1. Zeg (O Moehammad): "Het is aan mij geopenbaard dat een aantal Djinn`s heeft meegeluisterd, waarop zij zeiden: "Voorwaar, Wij hebben een verbazingwekkende Koran gehoord.
2. Hij (de Koran) leidt tot het juiste, toen geloofden wij erin, en wij zullen nooit één deelgenoot aan onze Heer toekennen.
3. En dat de Majesteit van onze Heer Verheven is, Hij heeft Zich geen echtgenote genomen en geen zoon.
4. En dat de dwazen onder ons plachten leugens te vertellen over Allah.
5. En dat wij dachten dat de mens en de Djinn`s nooit leugens over Allah zouden vertellen.
6. En dat er mannen onder de mensen waren die hulp zochten bij mannen van de Djinn`s, wat hun zondigheid vermeerderde.
7. En dat zij dachten zoals jullie dachten: dat Allah nooit iemand zou doen opstaan.
8. En dat wij hebben gevraagd naar de hemel (te mogen gaan): toen vonden wij dat zij vol was met strenge bewakers en brandende vlammen.
9. En dat, wij vroeger (vóór de Koran) op geheime plaatsen zaten om mee te luisteren, maar wie nu wil meeluisteren treft een pijl van vuur aan die op hem loert.
10. En dat wij niet weten of er kwaad bedoeld wordt voor degenen die op de aarde zijn, of dat hun Heer hun rechte Leiding wil geven.
11. En dat er onder ons rechtschapenen zijn, en er onder ons zijn die dat niet zijn. Wij waren op verschillende wegen.
12. En dat wij overtuigd zijn dat wij op de aarde Allah nooit kunnen ontkomen en dat wij nooit van Hem kunnen wegvluchten.
13. En dat, toen wij over de rechte Leiding hadden gehoord, wij erin geloofden. En wie in zijn Heer gelooft; hij zal geen vermindering (van beloning) en geen vermeerdering (van zondigheid) vrezen.
14. En dat er onder ons zijn die zich aan Allah hebben overgegeven, en er onder ons zijn die afwijken (van het rechte Pad). Wie zich heeft overgegeven: zij zijn degenen die de rechte Leiding gekozen hebben.
15. Maar wat de afwijkenden betreft: zij zijn brandhout voor de Hel."
16. (En Allah zegt:) "Als zij op het rechte Pad zouden zijn gebleven, dan zouden Wij hun overvloedig water te drinken gegeven hebben.
17. Om hen daarmee te beproeven. En wie zich afwendt van de gedachtenis van zijn Heer, die voert Hij naar een zware bestraffing."
18. En voorwaar, de moskeeën behoren aan Allah toe: roept dan naast Allah niet één aan.
19. En voorwaar, wanneer de dienaar van Allah (Moehammed) in de shalât staat en Hem aanroept, dan bedelven zij (de Djinn`s) hem bijna.
20. Zeg: "Ik roep alleen mijn Heer aan en ik ken Hem in niets deelgenoten toe."
21. Zeg: "Ik heb geen macht om voor jullie schade te voorkomen en niet om Leiding te geven."
22. Zeg: "Niemand zal mij ooit tegen Allah kunnen redden en ik zal nooit naast Hem een toevluchtsoord vinden.
23. (Ik vind een toevluchtsoord) van Allah slechts door de verkondiging van Zijn Boodschappen." En wie opstaat tegen Allah en Zijn Boodschapper: voor hen is er het vuur van de Hel. Zij zijn daarin eeuwig levenden, voor altijd.

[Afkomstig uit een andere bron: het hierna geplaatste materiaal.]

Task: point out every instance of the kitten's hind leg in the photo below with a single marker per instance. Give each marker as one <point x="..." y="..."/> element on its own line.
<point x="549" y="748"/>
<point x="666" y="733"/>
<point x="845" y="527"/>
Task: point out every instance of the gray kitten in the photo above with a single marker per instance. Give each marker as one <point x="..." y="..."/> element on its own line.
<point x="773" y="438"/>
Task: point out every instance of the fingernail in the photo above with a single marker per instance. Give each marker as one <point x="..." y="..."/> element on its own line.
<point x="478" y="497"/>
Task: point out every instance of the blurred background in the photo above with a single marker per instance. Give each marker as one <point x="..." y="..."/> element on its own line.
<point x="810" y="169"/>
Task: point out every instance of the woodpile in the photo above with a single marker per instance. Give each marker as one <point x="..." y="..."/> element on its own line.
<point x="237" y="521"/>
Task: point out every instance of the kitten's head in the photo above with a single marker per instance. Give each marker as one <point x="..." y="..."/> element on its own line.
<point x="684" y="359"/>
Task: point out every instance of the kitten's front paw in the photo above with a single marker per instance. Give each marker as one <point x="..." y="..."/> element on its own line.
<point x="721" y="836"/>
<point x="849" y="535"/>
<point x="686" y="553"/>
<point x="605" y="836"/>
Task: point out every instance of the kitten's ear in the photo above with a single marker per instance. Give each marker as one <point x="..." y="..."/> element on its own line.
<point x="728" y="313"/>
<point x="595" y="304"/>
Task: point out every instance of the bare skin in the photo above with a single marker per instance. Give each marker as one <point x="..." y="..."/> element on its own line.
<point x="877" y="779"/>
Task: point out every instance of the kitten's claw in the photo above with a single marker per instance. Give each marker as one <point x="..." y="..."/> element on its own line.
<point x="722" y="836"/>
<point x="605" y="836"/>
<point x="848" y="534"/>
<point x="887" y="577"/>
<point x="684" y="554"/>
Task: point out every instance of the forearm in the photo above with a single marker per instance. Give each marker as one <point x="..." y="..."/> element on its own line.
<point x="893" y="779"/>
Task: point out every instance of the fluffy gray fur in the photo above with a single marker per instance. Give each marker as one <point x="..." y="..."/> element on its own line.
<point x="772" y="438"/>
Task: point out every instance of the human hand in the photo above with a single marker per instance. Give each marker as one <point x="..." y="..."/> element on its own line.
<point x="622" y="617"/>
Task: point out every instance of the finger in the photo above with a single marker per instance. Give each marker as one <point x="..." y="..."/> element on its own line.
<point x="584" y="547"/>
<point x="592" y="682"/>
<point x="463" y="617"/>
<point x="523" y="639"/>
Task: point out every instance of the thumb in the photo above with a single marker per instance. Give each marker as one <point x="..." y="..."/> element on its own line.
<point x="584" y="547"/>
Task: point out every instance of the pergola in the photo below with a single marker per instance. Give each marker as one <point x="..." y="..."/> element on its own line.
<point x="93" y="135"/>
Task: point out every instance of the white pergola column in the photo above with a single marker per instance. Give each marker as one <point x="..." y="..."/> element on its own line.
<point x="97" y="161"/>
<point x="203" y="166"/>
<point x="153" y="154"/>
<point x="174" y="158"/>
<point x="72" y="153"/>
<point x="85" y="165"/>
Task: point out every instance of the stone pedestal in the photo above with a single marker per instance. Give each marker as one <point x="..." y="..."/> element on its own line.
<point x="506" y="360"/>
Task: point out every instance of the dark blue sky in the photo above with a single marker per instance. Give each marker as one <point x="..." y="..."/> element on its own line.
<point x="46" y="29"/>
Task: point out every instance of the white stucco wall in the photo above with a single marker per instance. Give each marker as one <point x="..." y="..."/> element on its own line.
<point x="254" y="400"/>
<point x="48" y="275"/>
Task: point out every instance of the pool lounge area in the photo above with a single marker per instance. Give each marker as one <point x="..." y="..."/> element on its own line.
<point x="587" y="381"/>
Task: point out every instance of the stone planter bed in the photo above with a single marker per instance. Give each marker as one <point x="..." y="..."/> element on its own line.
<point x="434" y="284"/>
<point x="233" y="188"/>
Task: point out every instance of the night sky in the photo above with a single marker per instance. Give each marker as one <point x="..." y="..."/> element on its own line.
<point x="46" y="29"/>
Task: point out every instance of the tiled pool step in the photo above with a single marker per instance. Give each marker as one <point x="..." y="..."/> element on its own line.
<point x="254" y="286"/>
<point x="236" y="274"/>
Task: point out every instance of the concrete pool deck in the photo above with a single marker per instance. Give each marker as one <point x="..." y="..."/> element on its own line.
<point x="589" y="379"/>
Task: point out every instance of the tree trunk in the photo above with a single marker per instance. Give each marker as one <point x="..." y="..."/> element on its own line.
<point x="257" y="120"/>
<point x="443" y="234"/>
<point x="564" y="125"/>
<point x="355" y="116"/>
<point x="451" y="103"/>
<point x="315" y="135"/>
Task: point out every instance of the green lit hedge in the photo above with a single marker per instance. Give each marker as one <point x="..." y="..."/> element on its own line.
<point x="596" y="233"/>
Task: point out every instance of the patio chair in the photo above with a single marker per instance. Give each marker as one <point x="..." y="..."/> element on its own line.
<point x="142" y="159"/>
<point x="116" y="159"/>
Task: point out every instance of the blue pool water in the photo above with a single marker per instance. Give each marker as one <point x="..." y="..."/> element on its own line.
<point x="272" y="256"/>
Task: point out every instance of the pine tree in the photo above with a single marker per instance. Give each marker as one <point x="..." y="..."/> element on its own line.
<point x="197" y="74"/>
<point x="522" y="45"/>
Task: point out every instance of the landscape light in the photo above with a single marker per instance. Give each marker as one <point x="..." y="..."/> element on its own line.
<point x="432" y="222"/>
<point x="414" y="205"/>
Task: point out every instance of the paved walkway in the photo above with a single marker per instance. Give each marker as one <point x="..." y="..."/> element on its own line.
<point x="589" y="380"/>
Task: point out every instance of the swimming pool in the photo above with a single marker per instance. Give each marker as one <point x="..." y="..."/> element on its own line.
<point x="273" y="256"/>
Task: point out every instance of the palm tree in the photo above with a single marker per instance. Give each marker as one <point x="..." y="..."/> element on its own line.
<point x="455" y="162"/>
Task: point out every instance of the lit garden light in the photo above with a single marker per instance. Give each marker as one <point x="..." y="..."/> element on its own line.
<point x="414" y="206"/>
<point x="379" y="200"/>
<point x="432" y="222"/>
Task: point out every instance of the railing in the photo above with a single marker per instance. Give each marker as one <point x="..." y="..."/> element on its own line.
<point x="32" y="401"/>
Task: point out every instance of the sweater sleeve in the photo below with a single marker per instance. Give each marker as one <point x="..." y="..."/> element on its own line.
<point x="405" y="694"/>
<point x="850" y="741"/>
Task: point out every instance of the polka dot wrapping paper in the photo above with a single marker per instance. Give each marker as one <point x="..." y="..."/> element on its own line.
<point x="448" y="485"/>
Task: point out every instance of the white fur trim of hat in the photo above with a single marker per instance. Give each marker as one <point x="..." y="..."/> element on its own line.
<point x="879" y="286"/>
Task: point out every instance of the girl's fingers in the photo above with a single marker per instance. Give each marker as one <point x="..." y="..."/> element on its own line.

24. Wanneer zij dan zien wat hun is aangezegd, dan zullen zij weten wie de zwakste helpers heeft en het kleinst in aantal is.
25. Zeg: "Ik weet niet of het nabij is, wat jullie aangezegd is, of dat mijn Heer het nog lang uitstelt."
26. De Kenner van het onwaarneembare, Hij maakt voor niemand het onwaarneembare dat bij Hem is zichtbaar.
27. Behalve aan een Boodschapper die Hem welgevallig is, en voorwaar, dan laat Hij vóór hem en achter hem wachters (Engelen) gaan.
28. Om te doen weten dat zij de Boodschappen van hun Heer overbrachten. En Hij omvat wat er bij hen is en Hij somt alle zaken nauwkeurig op.